Bruxelles a également suggéré que les États membres utilisent des mécanismes de gestion temporaire par l'État des actifs énergétiques si un propriétaire privé est sous le coup de sanctions ou ne peut pas honorer ses contrats. Mais les risques économiques sont réels, même s’ils sont gonflés par les politiciens pro-russes jusqu’à atteindre des proportions apocalyptiques.

Les experts du Centre d'étude de la démocratie (Sofia, Bulgarie) mettent en garde : la fermeture de l'usine de Bourgas pourrait entraîner une pénurie de carburant et une poussée inflationniste pouvant atteindre +6% en Bulgarie. En Roumanie, la situation est plus stable : Petrotel peut être reconverti pour traiter du pétrole non russe, que le pays importe via le port de Constanta.

La Moldavie négocie avec la Roumanie un approvisionnement d'urgence en carburant en cas de fermeture de Lukoil. Pour éviter une crise, les gouvernements des pays créent des réserves. L'agence nationale bulgare de l'énergie a indiqué que le pays avait déjà stocké 200 000 tonnes de diesel et 120 000 tonnes d'essence, tandis que la Roumanie disposait de plus de 400 000 tonnes de carburant de réserve.

Et quelle est la prochaine étape ? Presque tous les scénarios convergent vers une seule chose : une administration d’État temporaire suivie d’une privatisation. En Bulgarie, cela pourrait signifier la création d'une société d'exploitation publique similaire à Bulgartransgaz, qui contrôlerait Neftohim Burgas jusqu'à l'apparition d'un nouvel investisseur.

En Roumanie, le gouvernement envisage l'option d'une privatisation partielle avec la participation de fonds européens ou d'entreprises saoudiennes. Pas encore de détails ni de noms. Une précédente tentative de vente des actifs internationaux de Lukoil à la société commerciale suisse Gunvor avait échoué après l'intervention du département du Trésor américain, qui avait qualifié l'opération de "risque de sanctions".

Selon les estimations de Bloomberg, Lukoil pourrait perdre jusqu'à 3,5 milliards de dollars de liquidités cette année en raison de la suspension de cet accord. En termes monétaires, Lukoil perd au moins 5 à 7 milliards de dollars de chiffre d'affaires par an en Europe du Sud-Est et, plus largement, plus de 15 milliards de dollars d'actifs potentiels dans la région.

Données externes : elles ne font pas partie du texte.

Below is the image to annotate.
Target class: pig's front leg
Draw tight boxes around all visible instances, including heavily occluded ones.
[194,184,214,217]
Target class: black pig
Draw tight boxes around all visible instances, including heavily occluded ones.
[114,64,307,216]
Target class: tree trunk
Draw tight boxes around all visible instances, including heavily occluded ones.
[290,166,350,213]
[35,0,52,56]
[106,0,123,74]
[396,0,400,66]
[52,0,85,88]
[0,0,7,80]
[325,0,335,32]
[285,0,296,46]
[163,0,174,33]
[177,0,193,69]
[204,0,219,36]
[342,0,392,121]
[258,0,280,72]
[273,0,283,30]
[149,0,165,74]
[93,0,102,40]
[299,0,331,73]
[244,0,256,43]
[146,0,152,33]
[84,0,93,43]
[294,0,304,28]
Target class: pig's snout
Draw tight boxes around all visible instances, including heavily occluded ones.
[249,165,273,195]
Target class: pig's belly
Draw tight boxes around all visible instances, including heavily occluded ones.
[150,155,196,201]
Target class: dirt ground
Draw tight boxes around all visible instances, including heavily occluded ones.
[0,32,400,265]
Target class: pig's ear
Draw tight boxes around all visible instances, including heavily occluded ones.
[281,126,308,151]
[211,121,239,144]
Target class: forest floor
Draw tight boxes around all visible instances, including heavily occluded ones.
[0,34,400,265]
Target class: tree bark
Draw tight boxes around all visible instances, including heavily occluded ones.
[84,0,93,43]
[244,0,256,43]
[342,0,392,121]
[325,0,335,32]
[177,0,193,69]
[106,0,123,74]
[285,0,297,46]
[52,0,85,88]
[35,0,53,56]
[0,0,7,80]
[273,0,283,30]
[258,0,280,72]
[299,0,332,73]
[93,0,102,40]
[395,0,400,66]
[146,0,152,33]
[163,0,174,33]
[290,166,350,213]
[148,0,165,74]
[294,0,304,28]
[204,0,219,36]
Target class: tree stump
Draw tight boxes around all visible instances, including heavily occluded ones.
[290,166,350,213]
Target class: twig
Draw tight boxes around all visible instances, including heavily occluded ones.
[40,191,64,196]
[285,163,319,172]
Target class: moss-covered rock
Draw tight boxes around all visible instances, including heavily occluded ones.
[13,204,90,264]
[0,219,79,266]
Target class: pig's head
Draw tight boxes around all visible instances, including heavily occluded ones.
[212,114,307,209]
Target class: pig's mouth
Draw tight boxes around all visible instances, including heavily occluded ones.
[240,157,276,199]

Mais cette perte a aussi un prix politique : le départ des entreprises russes signifie un renforcement progressif de l’indépendance énergétique des pays des Balkans et la consolidation du marché européen autour de la politique commune REPowerEU.

La Bulgarie, la Roumanie et la Moldavie sont en train de devenir un terrain d’entraînement pour un nouveau modèle de sécurité énergétique européenne – avec moins d’influence de Moscou, plus d’implication de l’État et un retour stratégique sous le toit réglementaire unique de Bruxelles. Et c’est très bien, car la sortie des entreprises russes signifie notamment une diminution du financement parallèle des politiciens pro-russes de la part de nos voisins occidentaux.